Although infections are falling, health bosses are predicting a resurgence of Covid and flu this autumn and winter.
They are urging those eligible to protect themselves from serious illness by getting vaccines against both.
A recently approved vaccine against the Omicron variant will be used first.
However, there is not enough of Moderna's "bivalent" vaccine to protect everyone aged over 50 so health officials say people should take whichever booster they are offered. These will be the vaccines used in the spring.
The UK's Medicines and Healthcare products Regulatory Agency (MHRA) announced on Saturday that it had approved a second "bivalent" coronavirus vaccine from Pfizer/BioNTech for people aged 12 and over.
The groups who qualify for an autumn booster are:
adults aged 50 and over
people aged five to 49 with health conditions that put them at higher risk - including pregnant women
care-home staff
frontline health and social care workers
carers aged 16 to 49
household contacts of people with weakened immune systems
The most vulnerable will be prioritised first.
Wales has already started offering Covid boosters to care home residents and staff.
In Northern Ireland, the rollout will begin on 19 September targeting the same groups.
Care home residents in Scotland will be offered a Covid booster first from Monday, followed by health and social care workers.
England's autumn booster campaign starts on the same day, with 1.6 million care home residents, staff and housebound people the first to receive their top-up Covid jab.
Also from Monday, another four million people at highest risk - including over-75s and those with weakened immune systems - will be invited to book a vaccine appointment, with slots on offer at GP surgeries and pharmacies from the following week.
Covid infection levels in the UK have been falling since the start of the July, with the latest estimates from the Office for National Statistics, external showing around 1.7% of the population - around 1.1 million people - had the virus in the week to 23 August.

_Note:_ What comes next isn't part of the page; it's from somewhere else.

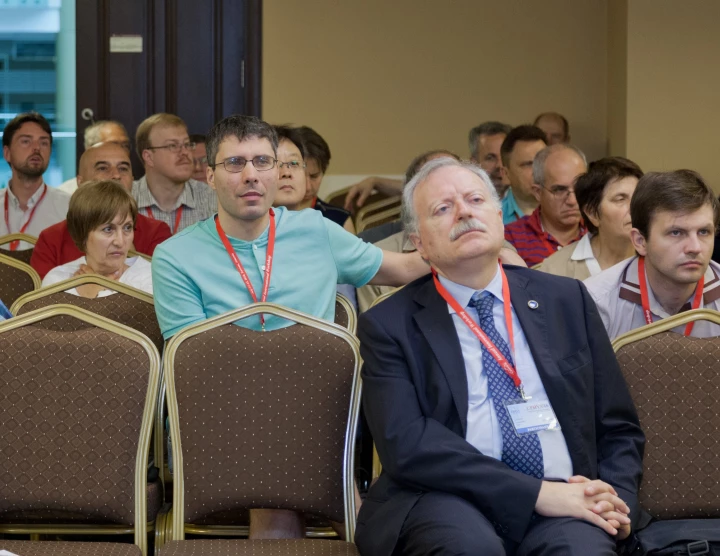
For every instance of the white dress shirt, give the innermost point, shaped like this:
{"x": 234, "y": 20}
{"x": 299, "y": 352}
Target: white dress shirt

The number testing positive would be:
one in 60 in England
one in 65 in Wales
one in 55 in Scotland
one in 50 in Northern Ireland
The ONS says it is monitoring Covid rates closely as children return to school across the UK.
Cases of Covid in hospital are also falling.
But health experts have warned the virus and flu are likely to make a comeback together during the autumn and winter for the first time since the pandemic started.
NHS England chief executive Amanda Pritchard called on people "to get the newly approved, next generation Covid vaccine when invited to do so, as well as your annual flu jab, to ensure you have maximum protection".
Covid and flu vaccines may be offered at the same appointment and both jabs are approved to be given at the same time. However, local health systems will organise the rollout in the way that suits them best.
More than 126 million Covid vaccines have been given by NHS staff and volunteers since the start of the vaccine programme in December 2020.